Advent 2021: Thunderbird
While the battle between Chrome, Edge and Firefox is raging, there is another product which is in my opinion equally important for “the web” without much real competition – Thunderbird! Sure, there are commercial email clients, but they’re doing other things as well, and when it comes to email only, there is really not that much out there. I think that’s mostly due to Thunderbird solving the problem well enough that nobody feels the need to write a (serious) competitor for it. Yes, there are a few more open source clients, but I think it’s fair to say that Thunderbird is the dominating open source solution, certainly when it comes to cross-platform clients.
I’ve been using Thunderbird for as long as it’s been around, on both Windows and Linux. It’s becoming more and more of niche product these days as communication is moving towards instant messaging clients and web mail, but for me as an “old-school” email user it’s still the goto client for all my personal emails. It’s easy to use, works reliably with all email servers I ever dealt with, and since a few years, has both good search capabilities as well as an integrated calendar. It’s easy to overlook how good a product actually is if it “just works” in your day-to-day use.

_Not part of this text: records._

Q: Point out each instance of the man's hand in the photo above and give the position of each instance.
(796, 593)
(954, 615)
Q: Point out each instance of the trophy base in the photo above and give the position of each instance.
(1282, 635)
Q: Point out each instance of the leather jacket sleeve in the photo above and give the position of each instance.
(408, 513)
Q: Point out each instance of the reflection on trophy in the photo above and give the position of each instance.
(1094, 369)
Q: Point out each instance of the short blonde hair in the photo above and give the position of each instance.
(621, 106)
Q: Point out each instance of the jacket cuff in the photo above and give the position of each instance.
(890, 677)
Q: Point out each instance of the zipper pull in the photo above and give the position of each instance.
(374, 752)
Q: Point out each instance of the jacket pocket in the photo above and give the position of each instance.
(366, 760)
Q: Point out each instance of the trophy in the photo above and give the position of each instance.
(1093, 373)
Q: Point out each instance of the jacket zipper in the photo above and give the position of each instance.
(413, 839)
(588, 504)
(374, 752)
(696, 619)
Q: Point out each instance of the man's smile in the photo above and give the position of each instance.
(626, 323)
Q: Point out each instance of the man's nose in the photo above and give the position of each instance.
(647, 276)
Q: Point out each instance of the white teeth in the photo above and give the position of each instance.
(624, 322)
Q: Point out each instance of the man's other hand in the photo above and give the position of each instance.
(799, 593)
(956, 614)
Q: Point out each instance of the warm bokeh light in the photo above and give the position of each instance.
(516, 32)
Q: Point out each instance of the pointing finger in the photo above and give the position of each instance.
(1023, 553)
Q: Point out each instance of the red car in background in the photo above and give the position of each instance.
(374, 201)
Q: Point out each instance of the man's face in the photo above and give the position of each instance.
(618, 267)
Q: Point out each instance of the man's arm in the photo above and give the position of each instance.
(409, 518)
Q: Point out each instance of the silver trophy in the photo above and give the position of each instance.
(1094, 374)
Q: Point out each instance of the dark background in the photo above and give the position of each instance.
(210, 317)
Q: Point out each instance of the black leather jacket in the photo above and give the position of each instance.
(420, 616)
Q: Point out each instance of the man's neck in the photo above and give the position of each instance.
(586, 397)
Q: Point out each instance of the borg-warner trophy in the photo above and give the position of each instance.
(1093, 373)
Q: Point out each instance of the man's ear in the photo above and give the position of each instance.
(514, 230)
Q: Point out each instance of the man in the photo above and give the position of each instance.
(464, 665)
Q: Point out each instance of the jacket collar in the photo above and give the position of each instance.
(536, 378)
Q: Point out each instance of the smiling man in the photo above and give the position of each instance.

The Thunderbird project had a bit of a difficult past where it used to be a part of the Mozilla foundation, but subsequently was separated and is now an independent project. It also picked up speed since then compared to a few years of being in maintenance only mode and the roadmap is getting quite crowded by now. I’m glad it’s around – it’s been a great piece of software which never failed me, and I’m hoping we’ll get many more years of Thunderbird to handle all our local email needs!